Face au manque de progrès en matière de contrôle civil de l'armée et de contrôle parlementaire des dépenses militaires, les députés demandent de nouvelles mesures. Ils relèvent notamment le besoin urgent d’accroître l'impartialité et le professionnalisme du corps judiciaire et surtout son impartialité. Le Parlement se réjouit de l'ouverture du procès contre les membres présumés de l'organisation criminelle Ergenekon et exhorte les autorités turques à leur garantir un procès équitable.

Droits de l’homme : le Parlement regrette que la liberté d'expression et la liberté de presse ne soient toujours pas pleinement protégées en Turquie. Il indique par ailleurs que la modification de l'article 301 du code pénal, adoptée en avril 2008, n'était pas suffisante puisque des personnes continuent d'être poursuivies pour avoir exprimé des opinions non violentes, à l'instar de la lauréate du prix Sakharov, Leyla Zana. Il invite également le gouvernement turc à consentir des efforts supplémentaires pour mettre un terme aux actes de torture et aux mauvais traitements perpétrés en dehors et à l'intérieur des centres de détention et de mettre fin à la culture de l'impunité.

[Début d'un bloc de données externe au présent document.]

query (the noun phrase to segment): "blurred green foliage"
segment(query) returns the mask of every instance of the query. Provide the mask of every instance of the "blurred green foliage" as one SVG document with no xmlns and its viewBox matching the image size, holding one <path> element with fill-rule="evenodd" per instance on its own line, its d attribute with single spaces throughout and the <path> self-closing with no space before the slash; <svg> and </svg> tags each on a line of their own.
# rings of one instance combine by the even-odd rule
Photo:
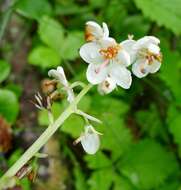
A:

Parallèlement, les députés demandent au gouvernement turc de lancer, à titre prioritaire, une initiative politique apportant une solution durable à la question kurde, tout en condamnant fermement les violences commises par le PKK et d'autres groupes terroristes sur le sol turc. Ils rappellent leur solidarité avec la Turquie dans sa lutte contre le terrorisme et appellent, une fois de plus, le PKK à déclarer et à respecter un cessez-le-feu immédiat et inconditionnel.

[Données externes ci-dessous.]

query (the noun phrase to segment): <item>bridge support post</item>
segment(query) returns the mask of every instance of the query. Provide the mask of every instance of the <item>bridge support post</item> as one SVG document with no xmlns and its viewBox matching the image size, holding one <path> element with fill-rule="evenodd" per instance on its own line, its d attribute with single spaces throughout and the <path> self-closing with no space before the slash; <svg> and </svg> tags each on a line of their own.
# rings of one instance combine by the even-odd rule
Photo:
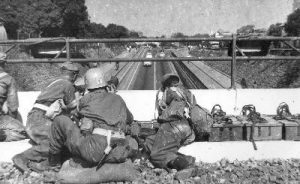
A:
<svg viewBox="0 0 300 184">
<path fill-rule="evenodd" d="M 231 89 L 235 89 L 236 79 L 236 34 L 232 35 L 232 60 L 231 60 Z"/>
<path fill-rule="evenodd" d="M 66 54 L 67 54 L 67 61 L 71 61 L 71 54 L 70 54 L 70 40 L 69 38 L 66 39 Z"/>
</svg>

Préoccupés par le fait que la Turquie n'ait réalisé aucun progrès en matière de diversité culturelle et de promotion du respect des minorités et de leur protection, les députés appellent la Turquie à respecter les normes de la Cour européenne des droits de l'homme.

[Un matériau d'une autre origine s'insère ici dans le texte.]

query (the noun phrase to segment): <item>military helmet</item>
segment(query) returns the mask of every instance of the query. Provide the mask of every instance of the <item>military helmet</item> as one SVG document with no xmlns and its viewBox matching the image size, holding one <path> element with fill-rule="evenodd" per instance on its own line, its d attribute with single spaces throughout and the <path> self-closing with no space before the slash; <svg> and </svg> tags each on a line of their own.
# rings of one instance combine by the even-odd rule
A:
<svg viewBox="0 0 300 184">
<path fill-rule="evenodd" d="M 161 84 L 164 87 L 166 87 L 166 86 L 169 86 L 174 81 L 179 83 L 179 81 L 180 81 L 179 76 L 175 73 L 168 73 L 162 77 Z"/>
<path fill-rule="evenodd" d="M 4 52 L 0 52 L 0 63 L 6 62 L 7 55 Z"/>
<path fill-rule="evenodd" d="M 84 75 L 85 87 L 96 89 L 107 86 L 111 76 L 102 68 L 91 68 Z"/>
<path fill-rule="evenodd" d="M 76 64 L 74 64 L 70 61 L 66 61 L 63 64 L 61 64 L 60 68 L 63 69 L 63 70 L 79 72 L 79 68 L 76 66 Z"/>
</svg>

En ce qui concerne le critère de l’économie de marché, le Parlement se félicite de l'évaluation de la Commission qualifiant la Turquie d'économie de marché viable. Il encourage ce pays à poursuivre son étroite coopération avec le Fonds monétaire international et avec d'autres institutions financières internationales et européennes.

En ce qui concerne la capacité de la Turquie à assumer les obligations liées à l'adhésion, le Parlement regrette qu'un certain nombre d'engagements pris par la Turquie dans le cadre de son Union douanière avec la CE n'aient toujours pas été respectés, ce qui génère des distorsions dans les relations commerciales bilatérales. Il regrette notamment que l'accord d'association CE-Turquie et son protocole additionnel ne soient toujours pas pleinement appliqués. Il rappelle au passage à ce pays que si la Turquie ne respecte pas ses engagements d'ici décembre 2009, cela pourra affecter plus gravement le processus de négociation.

Le Parlement fait également une série de recommandations afin d’aider ce pays à renforcer la cohésion sociale et la prospérité, en réitérant son appel en faveur de mesures concrètes destinées à renforcer la position des femmes dans les secteurs politique, économique et social grâce à des mesures temporaires permettant d'accroître leur participation active à la vie politique.

Sur la question de Chypre, le Parlement souligne la nécessité de parvenir à un règlement global de cette question sur la base des résolutions du Conseil de sécurité des Nations unies et des principes sur lesquels repose l'Union. Il salue l'engagement renouvelé des dirigeants politiques des deux parties en faveur d'une solution négociée. Une nouvelle fois, les députés appellent les gouvernements turc et arménien à engager un processus de réconciliation.

Sur le plan de la coopération bilatérale, le Parlement encourage la Turquie à devenir membre à part entière de la Communauté européenne de l'énergie et d'apporter tout son soutien au projet de gazoduc Nabucco.

Sur le plan international, le Parlement apprécie les efforts consentis par la Turquie afin de contribuer à trouver une solution pour nombre de régions en crise dans le monde, en particulier au Moyen-Orient et dans le sud du Caucase, mais aussi en ce qui concerne les relations entre l'Afghanistan et le Pakistan. Il se félicite enfin du rôle actif de la Turquie à la suite du conflit entre la Russie et la Géorgie, par l'intermédiaire de sa proposition de plateforme pour la coopération et la stabilité dans le Caucase.